Señor Director:
La igualdad del voto es un principio esencial de la democracia. El voto igualitario está contemplado en el artículo 15 de la Constitución. También en la Convención Interamericana de Derechos Humanos. Pero no basta que todos tengamos un solo voto, también importa que el valor de dicho voto sea similar a la hora de elegir a quienes nos representan en los cuerpos colegiados, como el Parlamento.
Nuestra Constitución establece que el Senado se elija en consideración a las regiones del país.
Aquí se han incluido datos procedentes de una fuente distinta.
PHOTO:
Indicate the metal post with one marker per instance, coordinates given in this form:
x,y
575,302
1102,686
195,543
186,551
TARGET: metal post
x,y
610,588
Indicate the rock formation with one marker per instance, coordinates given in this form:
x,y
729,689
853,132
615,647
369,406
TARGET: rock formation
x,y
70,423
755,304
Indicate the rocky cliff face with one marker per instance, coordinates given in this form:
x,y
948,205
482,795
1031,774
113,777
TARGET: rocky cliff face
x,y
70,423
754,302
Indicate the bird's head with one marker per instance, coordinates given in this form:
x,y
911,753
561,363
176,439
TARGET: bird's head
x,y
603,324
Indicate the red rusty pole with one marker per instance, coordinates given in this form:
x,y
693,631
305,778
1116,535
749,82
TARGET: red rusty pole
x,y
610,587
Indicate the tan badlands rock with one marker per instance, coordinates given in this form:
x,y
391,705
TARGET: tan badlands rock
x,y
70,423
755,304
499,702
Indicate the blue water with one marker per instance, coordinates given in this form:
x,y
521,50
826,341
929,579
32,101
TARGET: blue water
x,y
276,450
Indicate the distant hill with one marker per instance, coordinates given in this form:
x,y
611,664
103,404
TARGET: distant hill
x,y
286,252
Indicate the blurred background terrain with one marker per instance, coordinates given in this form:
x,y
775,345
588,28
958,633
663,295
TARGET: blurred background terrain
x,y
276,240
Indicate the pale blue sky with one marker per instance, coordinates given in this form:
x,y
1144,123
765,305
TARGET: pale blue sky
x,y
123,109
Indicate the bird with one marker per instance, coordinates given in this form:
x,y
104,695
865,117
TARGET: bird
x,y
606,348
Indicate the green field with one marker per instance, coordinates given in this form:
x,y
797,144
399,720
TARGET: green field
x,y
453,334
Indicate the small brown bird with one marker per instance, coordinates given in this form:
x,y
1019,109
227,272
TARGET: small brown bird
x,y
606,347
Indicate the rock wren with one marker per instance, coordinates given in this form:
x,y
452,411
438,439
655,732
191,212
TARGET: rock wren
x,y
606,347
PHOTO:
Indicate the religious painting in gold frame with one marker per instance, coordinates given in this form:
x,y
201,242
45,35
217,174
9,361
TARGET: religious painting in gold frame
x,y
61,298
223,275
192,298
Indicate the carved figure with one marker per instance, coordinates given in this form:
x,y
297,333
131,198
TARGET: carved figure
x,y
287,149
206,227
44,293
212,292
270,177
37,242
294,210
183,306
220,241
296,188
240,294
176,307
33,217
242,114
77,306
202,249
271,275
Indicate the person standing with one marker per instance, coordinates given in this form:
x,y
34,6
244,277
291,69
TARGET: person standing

Esto favorece enormemente a las regiones pequeñas, que quedan sobrerrepresentadas. Es así que la Región Metropolitana, con el 40% de la población, elige apenas el 8% de los senadores. Por lo mismo, se debería considerar que en la Cámara de Diputados, los territorios elijan en proporción a la población para estar todos justamente representados.
El antiguo sistema binominal no cumplía está condición. Pero el nuevo sistema llamado proporcional, aprobado en el segundo gobierno de Bachelet, a pesar de su nombre, tenía una distribución inicial de los escaños muy poco proporcional y arbitraria, con algunas inequidades inaceptables, como que la Región de Atacama, con menos habitantes que Tarapacá, elegía cinco diputados, cuando Tarapacá, con más habitantes, elegía solo tres. Había otros casos similares. La Región de Los Ríos, con 2,2% de la población elegía el 3,2% de los diputados, y La Araucanía, con el 5,4% de población, elegía el 7,1% de los diputados. La Región Metropolitana, en cambio, muy subrepresentada: con el 40% de la población elegía el 30,3% de los diputados.
Pero también es cierto que el cambio del sistema contempló legalmente que cada diez años se corrigiera la distribución de los escaños en los distritos en forma proporcional a la población del último censo. Eso es lo que recientemente hizo el Consejo Directivo del Servicio Electoral en base al censo 2024. Pero la fórmula matemática contiene un mínimo de tres escaños por distrito, que sigue favoreciendo a los distritos de Arica, Atacama, Araucanía Norte, Aysén y Magallanes, que con su baja población no alcanzan por sí solos a los tres diputados. También, la fórmula tiene un máximo de ocho diputados por distrito, que perjudica a un distrito de la Región de Valparaíso, a otro del Biobío y a cinco de la Metropolitana, cuya proporción de población les daría más que los ocho diputados.
Con todo, si bien la Región Metropolitana mejora su representación, sigue perjudicada por los máximos y mínimos, eligiendo el 34,8% de los diputados con el 40% de la población. Lo cual igual genera una mejor representación de las demás regiones que su población, especialmente las de menor población.
El cambio implica que nuestro voto tendrá un valor más parejo que antes, a la hora de elegir diputados. Eso es lo importante. Las críticas de los diputados de los distritos que disminuyen su representación no tienen mayor razonamiento, defienden un privilegio que no tenía ningún fundamento.